Ein weiterer Punkt, der erneut angesprochen wird, war der Wechsel des IT-Dienstleisters an der LG. Hier stellt Engelbrecht fest: „Herr Koech hat das Recht andere Firmen zu beauftragen, er hat nicht das Recht, es unabgesprochen zu machen. Infos zu Maßnahmen an der Schule sind an mich als Schulleiter weiterzutragen. Das ist eine Verpflichtung. Das sieht Herr Koech offensichtlich anders.“ So seien vom Bürgermeister beauftragte IT-Dienstleister unangekündigt in der Schule aufgetaucht, um unter anderem Maßnahmen am W-Lan-Netz der Schule vorzunehmen. „Das Problem ist die fehlende Absprache“, stimmt Schulelternbeiratsmitglied Sonja Grelck zu. Sie weist zudem aus Elternsicht auch auf den Sicherheitsaspekt hin, „es kann nicht irgend jemand einfach unabgesprochen in der Schule auftauchen.“
Auf die Frage, warum es kein Mediationsgespräch gab, erklärt Thomas Engelbrecht: „Es gab im Mai ein Mediationsgespräch zusammen mit der Schulaufsicht, von mir initiiert.
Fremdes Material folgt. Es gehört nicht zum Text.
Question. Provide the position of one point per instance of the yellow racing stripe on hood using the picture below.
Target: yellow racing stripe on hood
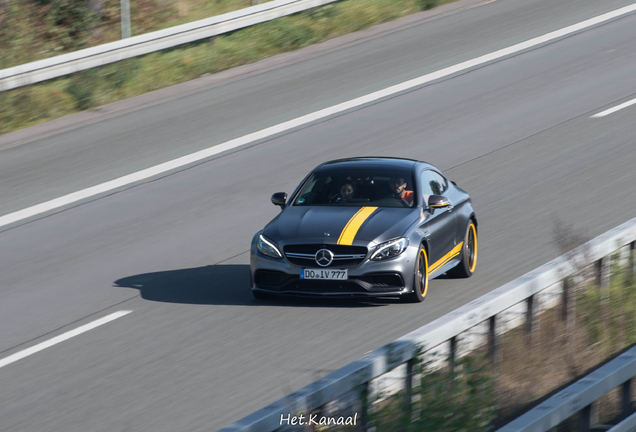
(351, 229)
Der Mediator hat uns erklärt, woran wir (LG und Bürgermeister) jeweils arbeiten müssen. Der Aspekt ‚Vergaberecht‘ wurde geklärt. Zwei Monate später erscheint ein Video auf Facebook, wo Herr Koech mir massive Vorwürfe wegen des Vergaberechts macht. Was hat da das Mediationsgespräch gebracht?“
Vieles, was an diesem Abend angesprochen und erklärt wird, wurde so auch bereits im Juni im Rahmen eines Pressegespräch dargelegt. Auch Schulverbandsvorsteherin Julia Stricker legt erneut dar, dass Bürgermeister Koech im Schulverband nur einfaches Mitglied sei und daher nicht weisungsbefugt. Die Beschlüsse des Schulverbands habe sie als Vorsteherin umzusetzen und auch zu verantworten. Gunnar Koech habe aber eigenmächtig IT-Mitarbeiter in die Schule geschickt. „Dieses Vorgehen hat unheimlich viel mehr Arbeit gemacht. Unabhängig von der Motivation, die dahinter steht, geht es um die fehlende Kooperationswilligkeit von Herrn Koech. Es ist schwierig, wenn ich am Ende den Kopf hinhalten muss. Die Gespräche, die geführt wurden, waren nicht zielführend. Ich fühlte mich nicht ernst genommen. Er sagte, er ist der Bürgermeister von Ratzeburg, er darf das. Ich vermisse da bis jetzt die Einsicht bei ihm.“
Sowohl Schulverband als auch LG stellen auf Nachfrage zudem klar, dass sie auf die Fraktionen der Stadtvertretung zugingen und nicht umgekehrt. Dazu Julia Stricker: „Es gab hier keine Absprache. Wir wussten vorher nicht von den Problemen der anderen. Es gibt keine Verschwörung.“ Engelbrecht ergänzt: „Was als Mär in den Raum gestellt worden ist – die Mär des Erneuerers gegen das Establishment – das ist an Einfachheit nicht zu überbieten.“ Nach Ansicht von Engelbrecht würden da voneinander unabhängige Institutionen sowie ehrenamtlich arbeitende Menschen zu etwas zusammengefasst, was sie nicht seien. „Diese Schule ist mir eine Herzensangelegenheit. Und zuvor hatte ich überhaupt keine Position zu Herrn Koech“, gibt auch der LG-Schulleiter jeglichen Verschwörungstheorien eine Absage.
Nach rund zwei Stunden endet schließlich der Infoabend.